Sunday, May 5, 2013

Dressing Men’s Necks

 

According to Alan Flusser, a doyen of modern men’s dress, 1827 was a particularly significant year for the collar. This is when a certain Mrs Montague, of Troy, New York, no less, cut the collars from her husband’s shirts, because they were a nuisance to iron. ‘Thus was born the detachable collar.’[i] Flusser is right, but his no-nonsense guide to fine dress overlooks the fact that Mrs Montague’s act of sartorial vandalism – even if her husband’s shirts were ‘filthy’ – was to revive a style, rather than create one.

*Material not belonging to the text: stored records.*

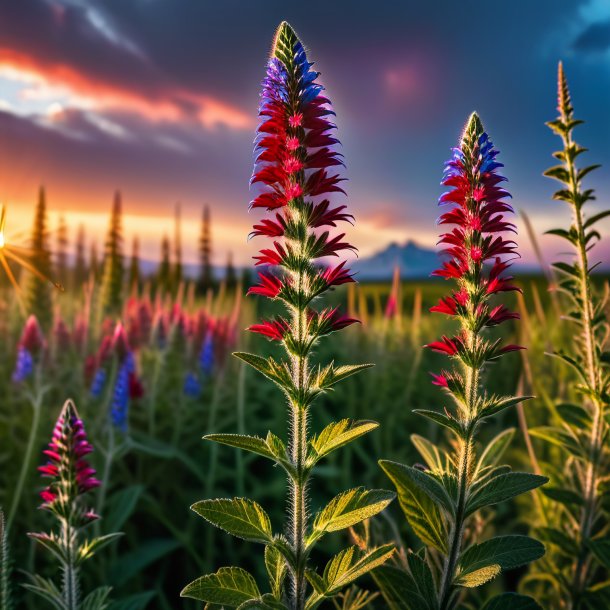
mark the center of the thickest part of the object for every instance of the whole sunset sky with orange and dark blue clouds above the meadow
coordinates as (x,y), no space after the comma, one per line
(158,98)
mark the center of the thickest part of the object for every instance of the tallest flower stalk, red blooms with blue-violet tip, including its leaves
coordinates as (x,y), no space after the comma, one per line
(295,150)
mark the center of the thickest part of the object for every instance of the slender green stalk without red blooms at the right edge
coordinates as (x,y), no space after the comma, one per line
(580,536)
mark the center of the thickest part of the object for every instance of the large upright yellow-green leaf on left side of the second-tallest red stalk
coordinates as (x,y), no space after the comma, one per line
(419,509)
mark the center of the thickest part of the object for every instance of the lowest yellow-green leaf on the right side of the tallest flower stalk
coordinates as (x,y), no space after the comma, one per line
(344,568)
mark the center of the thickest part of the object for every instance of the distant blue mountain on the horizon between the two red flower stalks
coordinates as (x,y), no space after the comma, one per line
(414,261)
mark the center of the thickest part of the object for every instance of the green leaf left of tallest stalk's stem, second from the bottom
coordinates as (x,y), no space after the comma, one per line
(240,517)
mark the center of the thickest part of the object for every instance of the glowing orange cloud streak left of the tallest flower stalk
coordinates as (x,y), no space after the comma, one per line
(165,105)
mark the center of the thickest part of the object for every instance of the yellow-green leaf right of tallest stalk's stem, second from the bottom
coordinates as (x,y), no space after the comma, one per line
(348,508)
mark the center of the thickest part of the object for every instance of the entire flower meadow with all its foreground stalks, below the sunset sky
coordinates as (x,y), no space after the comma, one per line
(477,403)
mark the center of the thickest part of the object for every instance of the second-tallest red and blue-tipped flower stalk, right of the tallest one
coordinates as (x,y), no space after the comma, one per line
(442,499)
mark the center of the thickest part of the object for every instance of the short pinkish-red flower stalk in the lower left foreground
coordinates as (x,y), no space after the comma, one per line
(71,478)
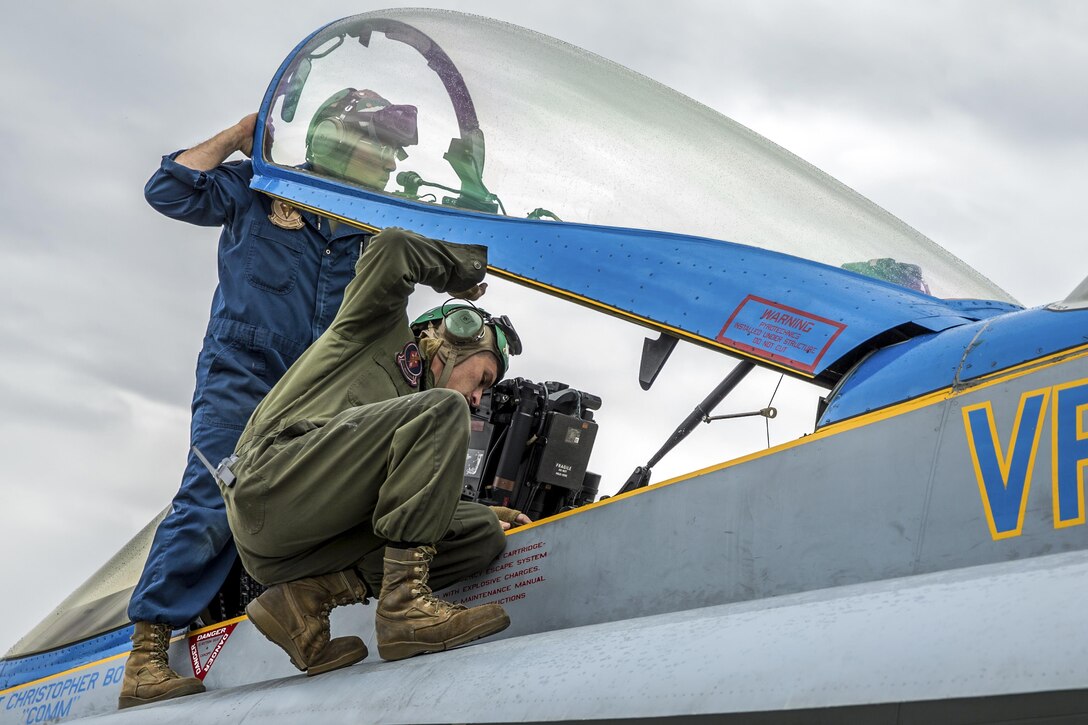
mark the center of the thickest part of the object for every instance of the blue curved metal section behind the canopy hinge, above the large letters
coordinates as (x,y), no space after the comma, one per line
(955,358)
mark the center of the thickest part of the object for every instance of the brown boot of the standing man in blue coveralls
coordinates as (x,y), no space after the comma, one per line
(149,677)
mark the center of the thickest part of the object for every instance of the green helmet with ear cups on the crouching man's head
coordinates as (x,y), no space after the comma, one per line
(463,330)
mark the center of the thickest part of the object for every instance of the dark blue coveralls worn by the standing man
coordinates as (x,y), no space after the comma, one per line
(279,290)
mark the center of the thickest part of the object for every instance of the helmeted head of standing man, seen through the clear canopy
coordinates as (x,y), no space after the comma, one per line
(358,137)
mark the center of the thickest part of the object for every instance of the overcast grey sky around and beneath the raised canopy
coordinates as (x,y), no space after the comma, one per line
(968,120)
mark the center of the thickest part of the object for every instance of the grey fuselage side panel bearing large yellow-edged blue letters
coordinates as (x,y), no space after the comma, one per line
(918,508)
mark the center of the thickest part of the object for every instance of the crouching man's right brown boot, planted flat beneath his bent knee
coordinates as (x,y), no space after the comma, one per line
(412,621)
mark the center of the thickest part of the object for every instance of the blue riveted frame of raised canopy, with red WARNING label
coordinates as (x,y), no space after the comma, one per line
(783,312)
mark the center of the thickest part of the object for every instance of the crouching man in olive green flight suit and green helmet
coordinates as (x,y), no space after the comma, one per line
(349,476)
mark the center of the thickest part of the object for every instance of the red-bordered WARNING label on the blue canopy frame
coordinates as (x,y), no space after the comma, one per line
(784,335)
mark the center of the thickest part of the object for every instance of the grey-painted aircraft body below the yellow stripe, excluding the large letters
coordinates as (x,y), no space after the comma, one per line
(757,551)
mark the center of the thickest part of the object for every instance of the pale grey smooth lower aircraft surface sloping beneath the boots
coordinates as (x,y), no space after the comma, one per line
(921,640)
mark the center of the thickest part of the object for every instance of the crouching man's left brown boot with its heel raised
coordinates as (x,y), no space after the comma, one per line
(295,617)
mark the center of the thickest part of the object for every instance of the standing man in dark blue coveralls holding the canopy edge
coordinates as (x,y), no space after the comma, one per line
(282,275)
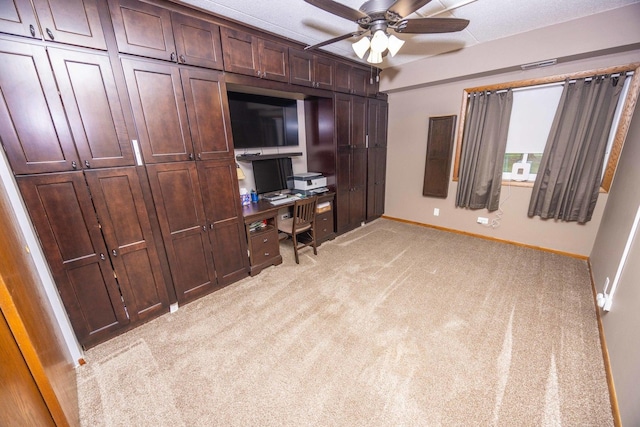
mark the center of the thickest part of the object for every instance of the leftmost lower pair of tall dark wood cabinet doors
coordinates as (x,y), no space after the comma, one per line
(107,270)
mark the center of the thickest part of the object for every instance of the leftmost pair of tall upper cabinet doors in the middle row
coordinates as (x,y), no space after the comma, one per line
(92,126)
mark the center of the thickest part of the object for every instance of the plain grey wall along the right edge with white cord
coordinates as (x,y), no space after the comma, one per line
(620,324)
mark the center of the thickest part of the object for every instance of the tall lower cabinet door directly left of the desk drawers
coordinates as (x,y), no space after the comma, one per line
(224,216)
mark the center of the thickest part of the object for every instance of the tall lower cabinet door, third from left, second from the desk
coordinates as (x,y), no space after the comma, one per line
(176,194)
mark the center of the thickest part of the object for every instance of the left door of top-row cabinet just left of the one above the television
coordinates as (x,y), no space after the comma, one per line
(143,29)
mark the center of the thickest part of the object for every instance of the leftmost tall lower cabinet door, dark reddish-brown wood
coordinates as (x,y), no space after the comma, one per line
(63,215)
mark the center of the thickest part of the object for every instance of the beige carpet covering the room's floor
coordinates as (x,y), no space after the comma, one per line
(390,325)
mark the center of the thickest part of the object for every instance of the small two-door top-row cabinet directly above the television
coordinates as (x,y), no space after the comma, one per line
(247,54)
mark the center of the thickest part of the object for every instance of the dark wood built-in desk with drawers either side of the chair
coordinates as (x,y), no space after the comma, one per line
(263,243)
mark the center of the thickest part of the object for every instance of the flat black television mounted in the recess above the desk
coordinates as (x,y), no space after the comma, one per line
(262,121)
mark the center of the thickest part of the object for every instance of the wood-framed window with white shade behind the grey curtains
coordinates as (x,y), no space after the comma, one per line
(534,107)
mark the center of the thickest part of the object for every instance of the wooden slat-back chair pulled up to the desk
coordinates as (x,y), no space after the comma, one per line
(302,221)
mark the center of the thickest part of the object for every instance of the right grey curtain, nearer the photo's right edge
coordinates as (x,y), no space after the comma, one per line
(570,172)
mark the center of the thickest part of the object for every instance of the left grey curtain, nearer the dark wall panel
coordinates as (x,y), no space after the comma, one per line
(483,147)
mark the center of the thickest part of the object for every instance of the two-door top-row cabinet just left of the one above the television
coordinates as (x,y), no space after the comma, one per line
(147,30)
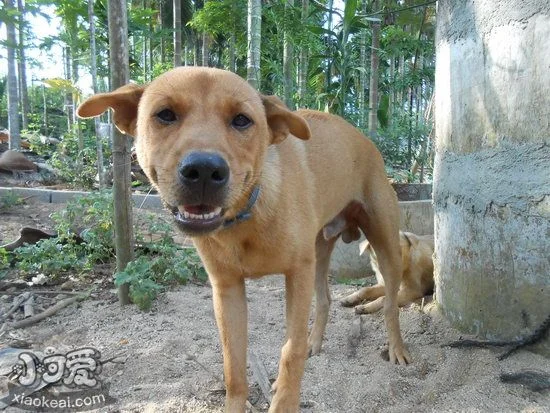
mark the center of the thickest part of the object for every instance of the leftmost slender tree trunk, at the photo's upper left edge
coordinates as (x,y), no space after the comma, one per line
(13,98)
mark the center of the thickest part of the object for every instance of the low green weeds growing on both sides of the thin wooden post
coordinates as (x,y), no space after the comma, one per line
(85,237)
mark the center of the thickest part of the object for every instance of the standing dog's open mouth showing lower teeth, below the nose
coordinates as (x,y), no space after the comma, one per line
(196,219)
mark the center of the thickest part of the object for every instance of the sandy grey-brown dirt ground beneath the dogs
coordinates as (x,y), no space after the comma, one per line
(169,359)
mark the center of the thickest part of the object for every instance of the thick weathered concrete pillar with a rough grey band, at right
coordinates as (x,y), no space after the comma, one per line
(492,171)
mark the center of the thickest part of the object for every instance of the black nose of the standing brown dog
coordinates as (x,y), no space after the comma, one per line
(203,171)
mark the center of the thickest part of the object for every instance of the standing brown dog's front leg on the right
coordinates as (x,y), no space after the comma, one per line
(299,293)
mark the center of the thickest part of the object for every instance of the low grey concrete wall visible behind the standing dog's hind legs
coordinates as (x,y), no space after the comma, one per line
(416,216)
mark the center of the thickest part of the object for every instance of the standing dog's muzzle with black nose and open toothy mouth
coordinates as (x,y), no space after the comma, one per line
(203,178)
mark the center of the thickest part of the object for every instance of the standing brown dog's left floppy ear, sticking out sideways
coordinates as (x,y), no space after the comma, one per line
(124,101)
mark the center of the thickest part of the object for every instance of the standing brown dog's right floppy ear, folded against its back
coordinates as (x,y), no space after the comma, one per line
(282,121)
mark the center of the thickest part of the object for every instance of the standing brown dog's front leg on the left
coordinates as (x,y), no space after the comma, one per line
(231,316)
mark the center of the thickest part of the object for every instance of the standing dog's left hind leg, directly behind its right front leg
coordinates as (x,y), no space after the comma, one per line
(323,250)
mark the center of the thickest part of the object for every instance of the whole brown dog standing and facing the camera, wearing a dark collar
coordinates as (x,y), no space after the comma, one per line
(255,202)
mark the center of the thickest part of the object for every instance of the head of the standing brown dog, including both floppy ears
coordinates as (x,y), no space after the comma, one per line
(201,138)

Since the sixteenth century aristocratic men (and women) had been wearing detachable collars or ruffs, as the starched and frilled variants are invariably termed, to denote their membership of an early modern Leisure Class. Like their American successors, whom Thorstein Veblen theorised about in the nineteenth century, the early adopters of the ruff, whose head was literally ‘held high in an attitude of disdain’, indicated to all that they were unable to undertake practical labours, and did not need to.[ii] The ruff had an avowedly sociological purpose, as portraits of Ançien Régime aristocrats reveal. It was also delicate. If the intricately cut and embroidered starched lace got wet, it would instantly droop, which would have been a fitting, if frustrating, reminder that facades can slip.
The powerful portraiture also shows that the silhouette of men’s dress between the sixteenth and eighteenth centuries was generally tubular, although toward the end of this period shoulders were narrower.[iii] So long as the sun shone, the ruff increased the man’s physical size and, simultaneously, drew attention to the terminus between the body and head.